One of the highlights is the introduction of a new tax bracket in which people who earn more than $220,000/year – the top 1% earners in the province – will see their taxes rise by 3.7%, creating an estimated revenue of $216 million next year.
“Today we’re asking the people at the top, the highest 1% of individual income earners, to pay a little more and help B.C. provide families and communities with better services and stronger infrastructure,” said James.
The seven per cent Provincial Sales Tax will also start being applied to sugary drinks starting July 1st.
Revenue from these new sources will allow the government to create a needs-based BC Access Grant program that will offer around 40,000 low and middle-income college and university students $4,000 to help with up front costs of tuition.
“With the new BC Access Grant, we’ll put a college or university education within reach for thousands more British Columbians,” James said.
“These grants will make a difference for students and they’ll help B.C. businesses find the skilled people they need.”
Budget 2020 also adds $28 million to the provincial program that helps people buy electric vehicles and build charging stations at their homes and workplaces.
Starting this fall, a new BC Child Opportunity Benefit will give families with children under 18 $1,600 per child to help with care costs, based on the family’s income.

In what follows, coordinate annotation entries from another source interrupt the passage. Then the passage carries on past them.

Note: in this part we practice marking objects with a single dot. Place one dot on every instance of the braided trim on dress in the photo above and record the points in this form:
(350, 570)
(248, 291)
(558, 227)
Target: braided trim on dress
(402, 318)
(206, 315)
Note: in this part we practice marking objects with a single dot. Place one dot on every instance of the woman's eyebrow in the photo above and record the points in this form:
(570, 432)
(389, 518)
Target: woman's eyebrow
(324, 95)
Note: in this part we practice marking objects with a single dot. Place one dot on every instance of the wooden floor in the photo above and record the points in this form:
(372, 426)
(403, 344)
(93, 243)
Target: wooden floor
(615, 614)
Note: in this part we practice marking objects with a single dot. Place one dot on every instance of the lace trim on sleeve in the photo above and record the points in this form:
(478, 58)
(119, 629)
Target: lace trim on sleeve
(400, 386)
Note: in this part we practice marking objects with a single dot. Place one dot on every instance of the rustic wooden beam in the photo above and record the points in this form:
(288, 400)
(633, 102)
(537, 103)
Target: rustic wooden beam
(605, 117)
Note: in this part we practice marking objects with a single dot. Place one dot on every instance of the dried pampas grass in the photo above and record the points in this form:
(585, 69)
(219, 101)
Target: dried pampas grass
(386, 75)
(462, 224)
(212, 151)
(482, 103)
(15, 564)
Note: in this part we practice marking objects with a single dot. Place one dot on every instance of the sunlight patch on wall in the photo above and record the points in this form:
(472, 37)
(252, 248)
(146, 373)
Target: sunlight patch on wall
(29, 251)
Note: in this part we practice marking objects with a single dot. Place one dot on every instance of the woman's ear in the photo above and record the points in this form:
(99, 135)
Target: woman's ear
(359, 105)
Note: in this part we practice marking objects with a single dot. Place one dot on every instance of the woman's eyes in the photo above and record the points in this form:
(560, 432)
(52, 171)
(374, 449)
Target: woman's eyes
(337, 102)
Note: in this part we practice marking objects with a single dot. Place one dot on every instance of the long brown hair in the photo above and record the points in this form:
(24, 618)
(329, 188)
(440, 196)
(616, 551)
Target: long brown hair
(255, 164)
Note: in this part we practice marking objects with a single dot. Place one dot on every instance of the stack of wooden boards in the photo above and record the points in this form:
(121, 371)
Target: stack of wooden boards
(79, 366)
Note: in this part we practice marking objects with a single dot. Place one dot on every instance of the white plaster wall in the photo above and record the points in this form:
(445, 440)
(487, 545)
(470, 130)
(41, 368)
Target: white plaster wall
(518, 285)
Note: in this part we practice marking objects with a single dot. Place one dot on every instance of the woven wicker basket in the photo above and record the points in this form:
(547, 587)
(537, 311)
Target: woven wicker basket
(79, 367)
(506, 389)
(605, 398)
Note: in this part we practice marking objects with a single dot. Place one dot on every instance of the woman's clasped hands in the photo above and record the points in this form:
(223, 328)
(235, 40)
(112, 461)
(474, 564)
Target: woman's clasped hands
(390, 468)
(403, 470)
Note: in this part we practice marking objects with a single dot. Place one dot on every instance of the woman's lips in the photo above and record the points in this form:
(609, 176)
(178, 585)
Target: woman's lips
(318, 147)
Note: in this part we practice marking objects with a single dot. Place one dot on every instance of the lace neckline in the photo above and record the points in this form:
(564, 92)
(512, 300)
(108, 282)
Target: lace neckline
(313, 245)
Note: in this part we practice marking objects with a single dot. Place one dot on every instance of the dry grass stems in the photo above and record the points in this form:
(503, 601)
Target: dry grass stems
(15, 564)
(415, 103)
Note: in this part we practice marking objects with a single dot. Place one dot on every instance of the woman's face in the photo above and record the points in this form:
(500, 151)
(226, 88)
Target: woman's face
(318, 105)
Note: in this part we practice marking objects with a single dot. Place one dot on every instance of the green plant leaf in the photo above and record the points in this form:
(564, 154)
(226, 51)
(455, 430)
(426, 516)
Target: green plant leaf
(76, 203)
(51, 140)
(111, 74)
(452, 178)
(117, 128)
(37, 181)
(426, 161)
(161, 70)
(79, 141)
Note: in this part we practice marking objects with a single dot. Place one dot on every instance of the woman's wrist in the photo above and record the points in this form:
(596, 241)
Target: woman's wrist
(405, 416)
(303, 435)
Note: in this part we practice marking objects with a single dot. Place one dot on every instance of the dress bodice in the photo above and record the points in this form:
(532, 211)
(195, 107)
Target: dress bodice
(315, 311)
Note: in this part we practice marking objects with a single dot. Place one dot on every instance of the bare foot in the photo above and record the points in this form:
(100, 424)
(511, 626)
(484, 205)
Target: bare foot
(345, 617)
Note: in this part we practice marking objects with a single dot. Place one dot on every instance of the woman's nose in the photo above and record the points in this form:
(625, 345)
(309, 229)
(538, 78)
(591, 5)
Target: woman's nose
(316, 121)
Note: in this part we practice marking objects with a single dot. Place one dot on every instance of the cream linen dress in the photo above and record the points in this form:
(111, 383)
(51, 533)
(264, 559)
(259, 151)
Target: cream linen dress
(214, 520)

Other highlights include the elimination of MSP premiums for all B.C. residents other than international students, reducing ICBC premiums by 20% by 2021, and raising the PST on vaping products to 20%.
The forecast for B.C. real GDP growth in 2020 has increased slightly from 1.9% to 2.0%, while the forecast for 2021 has been revised slightly from 2.0% to 1.9%, compared to the First Quarterly Report 2019.
Overall, the total government revenue is forecast at $60.6 billion in 2020-21, $62.4 billion in 2021-22 and $64.2 billion in 2022-23.
Meanwhile total expenses over the three-year fiscal plan are forecast at $60.1 billion for 2020-21, $61.9 billion for 2021-22 and $63.5 billion in 2022-23.